Cover artist: photograph - Paul Weller
1967 Avon Books edition
Turkey
Turkey saw Doktor Kim ve Dalekler in April 1975, translated by Reha Pinar and published by Remzi Kitabevi. The spine and back cover border for this edition was a leaf green. Like the other Turkish translations, the illustrations were not included. There were six novelisations translated into Turkish in 1975 (the seventhDoktor Kim ve Peladon Gezegeni appears never to have materialised).
Cover artist: Chris Achilleos
1975 Remzi Kitabevi edition
Japan
On the 31st of March 1980, Doctor Who and the Daleks was published in Japanese by Hayakawa Books of Tokyo. It was number 381 in their SF range and the first of five Who translations. A transliteration of the title is Jikuu Daikettou!, roughly meaning Space-Time Big Bloody Battle! or The Big Bloody Battle in Space-time! It was translated by Yukio Sekiguchi. The book included a double-page colour spread and black-and-white illustrations by Michiaki Sato.
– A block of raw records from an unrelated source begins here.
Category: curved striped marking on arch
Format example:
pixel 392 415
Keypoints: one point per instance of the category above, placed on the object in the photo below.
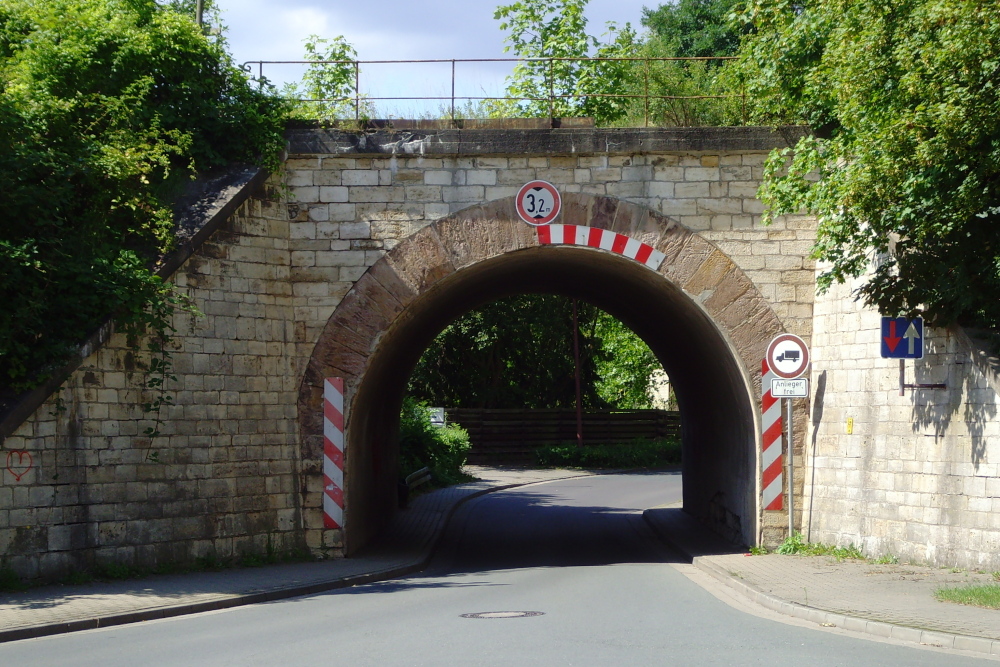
pixel 604 239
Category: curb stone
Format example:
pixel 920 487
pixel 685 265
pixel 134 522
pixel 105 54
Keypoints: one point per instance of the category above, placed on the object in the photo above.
pixel 240 600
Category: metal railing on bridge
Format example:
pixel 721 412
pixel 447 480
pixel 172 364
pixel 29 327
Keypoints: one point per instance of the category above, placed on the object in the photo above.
pixel 647 66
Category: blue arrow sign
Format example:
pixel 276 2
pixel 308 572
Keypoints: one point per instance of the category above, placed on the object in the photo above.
pixel 902 338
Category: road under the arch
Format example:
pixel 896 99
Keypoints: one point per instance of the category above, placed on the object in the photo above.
pixel 712 388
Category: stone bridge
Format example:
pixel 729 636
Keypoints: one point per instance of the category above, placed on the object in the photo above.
pixel 366 245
Amusingly, the cover indicates some confusion over Japanese understanding of a Police Box. The action in the foreground is a rather effective interpretation of the Daleks, and the Darth-Vader-like figure striking out is actually the Doctor. The books are smaller than standard paperbacks, being approximately 10.5 cm wide by 15 cm tall. The covers are loose dustjackets. The Daleks cost 300 yen and, by English conventions, reads from back to front. The rest of the range was made up of translations of The Auton Invasion, The Cave-Monsters, The Doomsday Weapon, and Day of the Daleks.
Cover artist: Michiaki Sato
1980 Hayakawa Books edition
Portugal
In 1983, the novel was published in Portugal as Doutor Who e os Daleks. The wraparound cover was by Rui Ligeiro, translation by Eduardo Nogueira and Conceição Jardim, and published by Editorial Presença. The book contained the Arnold Schwartzman illustrations, in line with the Target release. It was number 7 in the Portuguese releases. Number 8 was Doctor Who and the Crusaders.
Cover Artist: Rui Ligeiro
1983 Editorial Presença edition
France
Un milliard d'admirateurs à travers le monde!
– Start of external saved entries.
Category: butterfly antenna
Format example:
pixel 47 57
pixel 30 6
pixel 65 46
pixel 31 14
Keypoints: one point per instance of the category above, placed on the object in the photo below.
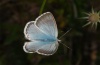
pixel 65 33
pixel 65 45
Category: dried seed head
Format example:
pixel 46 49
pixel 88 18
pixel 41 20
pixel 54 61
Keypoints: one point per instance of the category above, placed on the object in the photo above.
pixel 93 18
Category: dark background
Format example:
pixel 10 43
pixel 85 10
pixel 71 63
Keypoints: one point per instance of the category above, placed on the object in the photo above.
pixel 85 44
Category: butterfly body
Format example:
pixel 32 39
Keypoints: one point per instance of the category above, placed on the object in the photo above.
pixel 42 34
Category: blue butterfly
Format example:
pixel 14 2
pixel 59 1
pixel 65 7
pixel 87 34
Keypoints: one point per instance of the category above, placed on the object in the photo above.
pixel 42 34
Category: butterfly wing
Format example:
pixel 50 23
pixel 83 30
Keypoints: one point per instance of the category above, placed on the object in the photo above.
pixel 33 33
pixel 41 47
pixel 47 24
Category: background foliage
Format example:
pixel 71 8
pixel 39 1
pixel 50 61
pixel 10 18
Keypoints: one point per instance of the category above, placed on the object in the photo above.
pixel 85 44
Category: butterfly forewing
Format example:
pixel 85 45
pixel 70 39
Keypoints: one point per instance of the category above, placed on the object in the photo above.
pixel 42 34
pixel 47 24
pixel 33 33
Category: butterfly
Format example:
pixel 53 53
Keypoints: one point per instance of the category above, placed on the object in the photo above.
pixel 42 35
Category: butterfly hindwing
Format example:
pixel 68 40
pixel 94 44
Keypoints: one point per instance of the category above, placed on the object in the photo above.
pixel 41 47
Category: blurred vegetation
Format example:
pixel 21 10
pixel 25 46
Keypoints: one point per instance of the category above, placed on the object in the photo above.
pixel 85 44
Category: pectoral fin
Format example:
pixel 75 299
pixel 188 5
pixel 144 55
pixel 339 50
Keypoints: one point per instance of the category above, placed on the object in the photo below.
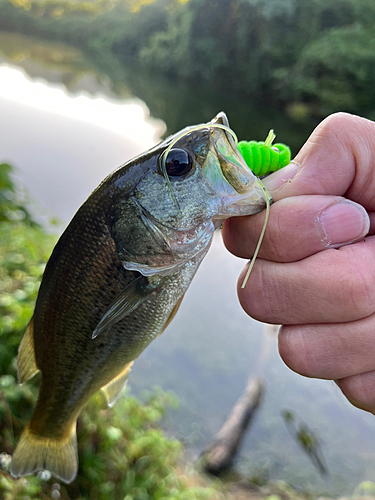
pixel 130 298
pixel 112 390
pixel 172 315
pixel 26 363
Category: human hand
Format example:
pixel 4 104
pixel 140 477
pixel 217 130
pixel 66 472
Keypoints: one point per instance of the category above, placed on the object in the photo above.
pixel 323 293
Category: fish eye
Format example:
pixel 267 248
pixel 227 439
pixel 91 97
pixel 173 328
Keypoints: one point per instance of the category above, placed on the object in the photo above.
pixel 178 163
Seigneur du Temps, héros de l'Éternité, le Docteur Who connaît aujourd'hui une fantastique popularité. Le succès inégalé de la série télévisée qui lui a donné naissance, la fascination qu'il exerce sur un immense public à travers plus de cent pays contribuent à faire de ce personnage un véritable mythe pour la premiere fois révélé en France.
En débarquent sur la planète Skaro, le docteur Who s'allie aux pacifiques Thals pour combattre le plan diabolique des hideux Daleks. N'est-il déjà pas trop tard?
In 1987, Docteur Who - les Daleks was released in France as number 3 in their Doctor Who series (ISBN 27340 0204 3). It was translated by Gilles Bergal and adapted by Corine Derblum. The publisher was Éditions Garancière. The adaptation is not written in the first person and, since this novel follows a version of An Unearthly Child (Docteur Who - Le docteur Who entre en scène), the events on Barnes Common do not feature within it. The fourth book (of 8) was Docteur Who - Les Daleks envahissent la Terre.
Cover artist: Jean-François Penichoux
1987 Éditions Garancière
Germany
Die einzigartige britische Fernsehserie jetzt als Goldmann Taschenbuch!
Der phantastische Dr. WHO mit seinem unmöglichen Raum-schiff auf Abenteuersuche im Weltall!
Doctor Who und die Invasion der Daleks was released in Germany in July 1989 and, despite the misleading title, this was a version of The Daleks. It was translated by Peter Tuscher and published by Goldmann Verlag. To add to the confusion, it used Andrew Skilleter's cover artwork for Doctor Who and the Destiny of the Daleks. The book includes an introduction to Doctor Who, for the benefit of its readers, by Hermann Urbanek. ISBN 3 442 23611 8, price DM 7,80. It was the first in a series of Goldmann releases, followed by Das Komplott der Daleks.